Seniors’ Obesity-Counseling Benefit Goes Largely Unused

Three years ago, the Obama administration offered hope to millions of overweight seniors when it announced Medicare would offer free weight-loss counseling.

Officials estimated that about 30 percent of seniors are obese and therefore eligible for counseling services, which studies have shown improve the odds of significant weight loss.

But less than 1 percent of Medicare’s 50 million beneficiaries have used the benefit so far. Experts blame the government’s failure to promote the program, rules that limit where and when patients can go for counseling as well as the low fees for providers.

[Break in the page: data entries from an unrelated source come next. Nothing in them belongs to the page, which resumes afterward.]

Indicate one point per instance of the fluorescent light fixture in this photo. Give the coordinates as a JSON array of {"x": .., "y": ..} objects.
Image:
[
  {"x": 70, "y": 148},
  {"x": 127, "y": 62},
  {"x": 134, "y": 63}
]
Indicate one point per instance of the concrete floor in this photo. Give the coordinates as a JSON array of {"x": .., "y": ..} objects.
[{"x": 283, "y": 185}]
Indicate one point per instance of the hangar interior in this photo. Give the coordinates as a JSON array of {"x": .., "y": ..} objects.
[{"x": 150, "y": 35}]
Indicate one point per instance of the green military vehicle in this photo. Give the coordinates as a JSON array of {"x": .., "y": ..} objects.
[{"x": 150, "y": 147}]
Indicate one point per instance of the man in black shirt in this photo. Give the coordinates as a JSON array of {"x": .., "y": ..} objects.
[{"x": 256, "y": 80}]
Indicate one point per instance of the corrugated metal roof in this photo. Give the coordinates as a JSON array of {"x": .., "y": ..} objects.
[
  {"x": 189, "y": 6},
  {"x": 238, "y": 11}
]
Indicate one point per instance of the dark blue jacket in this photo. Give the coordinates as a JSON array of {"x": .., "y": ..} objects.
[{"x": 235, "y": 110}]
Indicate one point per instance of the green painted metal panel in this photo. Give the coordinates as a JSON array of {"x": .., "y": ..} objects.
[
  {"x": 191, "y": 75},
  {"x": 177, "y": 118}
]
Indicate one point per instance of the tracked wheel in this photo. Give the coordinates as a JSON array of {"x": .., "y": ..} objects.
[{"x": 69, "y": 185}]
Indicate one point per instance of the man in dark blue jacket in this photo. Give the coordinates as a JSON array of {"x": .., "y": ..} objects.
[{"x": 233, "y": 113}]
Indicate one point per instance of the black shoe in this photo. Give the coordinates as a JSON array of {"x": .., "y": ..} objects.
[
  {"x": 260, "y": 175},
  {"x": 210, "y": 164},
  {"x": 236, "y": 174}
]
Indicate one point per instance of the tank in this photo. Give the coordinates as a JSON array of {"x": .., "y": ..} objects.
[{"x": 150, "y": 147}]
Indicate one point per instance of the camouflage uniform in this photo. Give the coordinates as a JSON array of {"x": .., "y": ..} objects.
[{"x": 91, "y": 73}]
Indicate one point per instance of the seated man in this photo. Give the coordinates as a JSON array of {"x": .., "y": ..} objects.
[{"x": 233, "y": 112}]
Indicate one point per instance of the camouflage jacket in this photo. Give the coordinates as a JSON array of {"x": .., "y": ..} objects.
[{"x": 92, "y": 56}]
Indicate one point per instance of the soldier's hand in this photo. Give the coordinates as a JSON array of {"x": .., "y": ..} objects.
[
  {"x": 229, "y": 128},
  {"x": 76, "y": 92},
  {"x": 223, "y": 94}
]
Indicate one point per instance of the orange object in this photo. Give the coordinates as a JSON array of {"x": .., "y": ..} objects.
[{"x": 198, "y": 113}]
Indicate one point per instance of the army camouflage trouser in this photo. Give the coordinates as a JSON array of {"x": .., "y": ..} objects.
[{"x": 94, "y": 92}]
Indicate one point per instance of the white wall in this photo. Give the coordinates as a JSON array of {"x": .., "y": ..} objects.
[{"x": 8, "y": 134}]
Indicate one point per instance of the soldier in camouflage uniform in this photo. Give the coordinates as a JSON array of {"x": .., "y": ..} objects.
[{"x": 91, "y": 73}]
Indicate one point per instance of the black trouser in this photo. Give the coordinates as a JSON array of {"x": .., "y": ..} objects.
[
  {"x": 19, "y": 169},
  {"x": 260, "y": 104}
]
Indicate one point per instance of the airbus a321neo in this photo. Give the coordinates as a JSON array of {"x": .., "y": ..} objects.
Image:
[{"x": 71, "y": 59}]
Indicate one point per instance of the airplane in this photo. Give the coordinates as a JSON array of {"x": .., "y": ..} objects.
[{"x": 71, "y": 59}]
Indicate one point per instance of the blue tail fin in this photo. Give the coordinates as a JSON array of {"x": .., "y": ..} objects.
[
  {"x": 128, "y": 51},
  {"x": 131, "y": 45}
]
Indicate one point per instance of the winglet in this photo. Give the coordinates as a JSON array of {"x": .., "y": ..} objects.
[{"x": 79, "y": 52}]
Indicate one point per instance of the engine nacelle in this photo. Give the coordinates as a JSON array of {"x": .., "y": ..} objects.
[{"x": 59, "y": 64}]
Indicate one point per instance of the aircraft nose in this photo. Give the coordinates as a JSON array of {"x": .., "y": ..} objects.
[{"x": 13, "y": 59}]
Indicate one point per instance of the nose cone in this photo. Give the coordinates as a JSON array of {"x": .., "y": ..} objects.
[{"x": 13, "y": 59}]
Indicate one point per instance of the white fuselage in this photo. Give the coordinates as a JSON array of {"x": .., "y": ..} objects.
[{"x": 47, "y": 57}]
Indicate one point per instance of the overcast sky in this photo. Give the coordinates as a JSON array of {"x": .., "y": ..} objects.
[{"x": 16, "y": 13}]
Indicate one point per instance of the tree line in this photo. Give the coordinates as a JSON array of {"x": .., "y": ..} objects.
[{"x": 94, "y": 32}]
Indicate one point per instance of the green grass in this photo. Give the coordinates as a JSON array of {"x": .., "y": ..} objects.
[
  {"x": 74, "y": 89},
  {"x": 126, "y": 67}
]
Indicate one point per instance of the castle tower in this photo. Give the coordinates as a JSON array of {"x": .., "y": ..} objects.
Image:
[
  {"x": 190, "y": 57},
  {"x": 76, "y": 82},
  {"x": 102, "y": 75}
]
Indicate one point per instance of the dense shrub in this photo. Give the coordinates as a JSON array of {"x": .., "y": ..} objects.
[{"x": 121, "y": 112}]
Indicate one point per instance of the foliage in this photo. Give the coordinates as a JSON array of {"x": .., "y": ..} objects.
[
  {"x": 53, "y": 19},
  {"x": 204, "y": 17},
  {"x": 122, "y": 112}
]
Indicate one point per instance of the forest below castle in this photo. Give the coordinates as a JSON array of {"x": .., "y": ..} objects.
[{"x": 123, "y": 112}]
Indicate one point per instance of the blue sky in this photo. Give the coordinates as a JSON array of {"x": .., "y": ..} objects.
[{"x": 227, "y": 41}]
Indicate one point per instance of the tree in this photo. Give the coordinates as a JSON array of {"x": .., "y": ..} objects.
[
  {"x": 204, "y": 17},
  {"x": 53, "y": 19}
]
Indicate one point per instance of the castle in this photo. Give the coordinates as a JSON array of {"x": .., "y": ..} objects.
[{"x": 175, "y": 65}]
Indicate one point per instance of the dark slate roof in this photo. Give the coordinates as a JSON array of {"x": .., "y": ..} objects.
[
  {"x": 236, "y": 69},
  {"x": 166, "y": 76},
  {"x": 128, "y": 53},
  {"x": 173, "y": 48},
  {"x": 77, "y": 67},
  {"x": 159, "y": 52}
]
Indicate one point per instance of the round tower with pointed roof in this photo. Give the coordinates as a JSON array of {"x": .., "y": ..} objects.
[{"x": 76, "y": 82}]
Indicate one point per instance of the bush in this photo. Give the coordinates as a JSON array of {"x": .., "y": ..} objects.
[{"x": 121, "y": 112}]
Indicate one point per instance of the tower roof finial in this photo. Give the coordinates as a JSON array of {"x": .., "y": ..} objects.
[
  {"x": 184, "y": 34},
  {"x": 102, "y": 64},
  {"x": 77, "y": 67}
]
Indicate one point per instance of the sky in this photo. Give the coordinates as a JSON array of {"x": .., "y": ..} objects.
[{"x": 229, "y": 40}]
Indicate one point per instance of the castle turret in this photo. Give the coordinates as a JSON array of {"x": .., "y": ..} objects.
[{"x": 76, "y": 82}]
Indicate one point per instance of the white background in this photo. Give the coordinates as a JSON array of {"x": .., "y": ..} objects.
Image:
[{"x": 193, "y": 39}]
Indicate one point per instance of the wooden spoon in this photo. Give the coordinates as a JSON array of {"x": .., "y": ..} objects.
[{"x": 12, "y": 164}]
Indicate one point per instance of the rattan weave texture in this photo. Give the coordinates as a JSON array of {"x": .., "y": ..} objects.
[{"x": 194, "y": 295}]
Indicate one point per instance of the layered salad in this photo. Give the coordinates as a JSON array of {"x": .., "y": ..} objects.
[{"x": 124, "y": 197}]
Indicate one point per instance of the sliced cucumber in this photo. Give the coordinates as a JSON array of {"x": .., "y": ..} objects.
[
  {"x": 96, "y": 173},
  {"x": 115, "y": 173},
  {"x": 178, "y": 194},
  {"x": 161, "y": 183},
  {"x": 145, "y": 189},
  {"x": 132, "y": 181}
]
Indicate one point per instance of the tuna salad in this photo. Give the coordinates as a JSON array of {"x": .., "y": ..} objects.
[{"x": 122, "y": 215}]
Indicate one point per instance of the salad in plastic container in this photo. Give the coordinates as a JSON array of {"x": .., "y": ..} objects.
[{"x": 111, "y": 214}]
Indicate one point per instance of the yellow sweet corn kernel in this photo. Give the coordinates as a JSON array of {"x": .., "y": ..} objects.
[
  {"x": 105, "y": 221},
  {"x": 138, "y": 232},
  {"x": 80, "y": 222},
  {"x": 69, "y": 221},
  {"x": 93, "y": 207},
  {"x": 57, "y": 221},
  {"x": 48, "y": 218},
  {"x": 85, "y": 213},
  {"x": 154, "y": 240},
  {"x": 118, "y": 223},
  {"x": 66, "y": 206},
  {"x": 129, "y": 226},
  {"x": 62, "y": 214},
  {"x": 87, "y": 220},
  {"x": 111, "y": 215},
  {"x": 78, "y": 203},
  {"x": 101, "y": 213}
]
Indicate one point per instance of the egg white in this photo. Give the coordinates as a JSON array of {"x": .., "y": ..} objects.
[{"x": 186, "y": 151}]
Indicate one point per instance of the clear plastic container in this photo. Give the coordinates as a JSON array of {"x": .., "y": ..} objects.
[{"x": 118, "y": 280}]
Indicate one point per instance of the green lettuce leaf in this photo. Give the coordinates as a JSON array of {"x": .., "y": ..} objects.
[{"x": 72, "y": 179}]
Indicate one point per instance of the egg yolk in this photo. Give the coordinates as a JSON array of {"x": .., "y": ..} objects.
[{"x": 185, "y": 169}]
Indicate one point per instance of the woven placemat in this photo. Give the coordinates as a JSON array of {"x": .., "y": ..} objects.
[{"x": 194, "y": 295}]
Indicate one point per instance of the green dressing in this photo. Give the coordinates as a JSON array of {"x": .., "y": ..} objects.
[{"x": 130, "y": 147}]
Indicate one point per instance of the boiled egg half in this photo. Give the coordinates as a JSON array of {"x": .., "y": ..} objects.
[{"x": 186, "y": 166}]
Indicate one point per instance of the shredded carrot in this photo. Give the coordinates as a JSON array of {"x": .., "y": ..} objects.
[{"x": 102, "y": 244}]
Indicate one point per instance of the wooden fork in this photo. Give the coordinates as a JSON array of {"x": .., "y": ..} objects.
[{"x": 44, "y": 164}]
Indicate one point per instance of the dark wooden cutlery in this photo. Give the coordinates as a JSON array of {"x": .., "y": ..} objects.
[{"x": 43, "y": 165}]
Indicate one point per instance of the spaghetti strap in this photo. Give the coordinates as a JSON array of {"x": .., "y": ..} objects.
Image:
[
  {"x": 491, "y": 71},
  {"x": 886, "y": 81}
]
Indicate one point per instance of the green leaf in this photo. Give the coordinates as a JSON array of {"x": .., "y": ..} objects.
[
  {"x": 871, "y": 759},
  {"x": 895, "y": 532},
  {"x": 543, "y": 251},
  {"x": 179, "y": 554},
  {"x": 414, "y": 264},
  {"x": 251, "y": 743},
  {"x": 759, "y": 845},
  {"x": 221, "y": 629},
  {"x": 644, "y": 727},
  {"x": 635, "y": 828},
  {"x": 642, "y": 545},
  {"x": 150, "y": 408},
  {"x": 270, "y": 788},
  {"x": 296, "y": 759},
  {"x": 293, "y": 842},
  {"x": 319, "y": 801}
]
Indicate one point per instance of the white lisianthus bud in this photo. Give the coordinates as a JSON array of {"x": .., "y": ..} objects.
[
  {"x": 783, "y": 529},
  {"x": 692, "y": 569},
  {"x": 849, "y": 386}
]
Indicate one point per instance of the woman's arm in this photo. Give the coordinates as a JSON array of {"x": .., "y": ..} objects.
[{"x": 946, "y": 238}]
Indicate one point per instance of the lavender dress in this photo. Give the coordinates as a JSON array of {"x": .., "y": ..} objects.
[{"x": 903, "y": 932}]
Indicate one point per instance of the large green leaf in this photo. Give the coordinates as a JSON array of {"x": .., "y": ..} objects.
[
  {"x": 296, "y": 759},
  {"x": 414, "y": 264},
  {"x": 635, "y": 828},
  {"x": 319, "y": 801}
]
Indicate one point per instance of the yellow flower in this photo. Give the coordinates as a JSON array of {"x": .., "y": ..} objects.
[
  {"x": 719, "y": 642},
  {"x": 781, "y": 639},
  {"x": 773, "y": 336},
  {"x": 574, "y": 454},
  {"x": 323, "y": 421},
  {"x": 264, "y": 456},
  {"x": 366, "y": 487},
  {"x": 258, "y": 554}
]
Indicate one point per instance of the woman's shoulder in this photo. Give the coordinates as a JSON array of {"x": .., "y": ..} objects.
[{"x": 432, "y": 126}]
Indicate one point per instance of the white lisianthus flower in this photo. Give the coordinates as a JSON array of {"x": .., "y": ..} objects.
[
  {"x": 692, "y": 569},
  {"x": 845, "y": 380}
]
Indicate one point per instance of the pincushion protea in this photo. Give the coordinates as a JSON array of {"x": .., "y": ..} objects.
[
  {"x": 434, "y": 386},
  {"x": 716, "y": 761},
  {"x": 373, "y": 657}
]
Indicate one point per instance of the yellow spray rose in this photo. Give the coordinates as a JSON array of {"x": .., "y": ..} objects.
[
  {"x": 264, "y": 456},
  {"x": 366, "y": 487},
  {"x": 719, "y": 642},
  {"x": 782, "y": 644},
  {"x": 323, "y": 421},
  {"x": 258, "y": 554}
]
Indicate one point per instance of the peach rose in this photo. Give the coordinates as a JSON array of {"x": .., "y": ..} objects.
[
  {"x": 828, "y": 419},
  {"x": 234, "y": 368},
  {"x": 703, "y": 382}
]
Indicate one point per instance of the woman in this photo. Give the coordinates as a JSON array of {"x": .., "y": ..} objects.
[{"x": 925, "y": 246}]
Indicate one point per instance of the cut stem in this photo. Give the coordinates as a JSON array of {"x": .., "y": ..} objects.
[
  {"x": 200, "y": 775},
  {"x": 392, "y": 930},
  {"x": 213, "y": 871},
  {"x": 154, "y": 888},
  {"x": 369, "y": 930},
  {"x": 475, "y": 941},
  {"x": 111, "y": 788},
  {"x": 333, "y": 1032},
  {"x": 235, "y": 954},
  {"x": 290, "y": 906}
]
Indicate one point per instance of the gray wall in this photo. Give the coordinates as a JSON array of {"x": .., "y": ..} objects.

Since November 2011, about 120,000 seniors have participated, including about 50,000 last year, according to federal data.

“It’s very disappointing,” said Dr. Scott Kahan, an obesity medicine specialist at George Washington University.

“It’s a huge lost opportunity,” said Bonnie Modugno, a registered dietician in Santa Monica, Calif., who advises doctors how to provide weight loss counseling.

By  comparison, about 250,000 seniors last year used Medicare’s tobacco cessation counseling benefit, which started in 2005 and offers greater flexibility about how providers can offer it. Nationally, 9 percent of seniors smoke, while 30 percent are obese.

Obesity and smoking are the two leading causes of preventable death in the United States. Obesity, which is defined as being 35 pounds or more overweight or having a body mass index above 30, increases the risk of many diseases, including diabetes, heart disease and cancer.

Still, physicians typically offer little more than lip service to helping patients lose weight.

“Doctors get little or no training in weight loss in medical school or residency training, and many doctors tend to view obesity as a matter of appearance and self-control, instead of health,” said Kahan, director of the Strategies to Overcome and Prevent Obesity Alliance, a coalition working to combat obesity.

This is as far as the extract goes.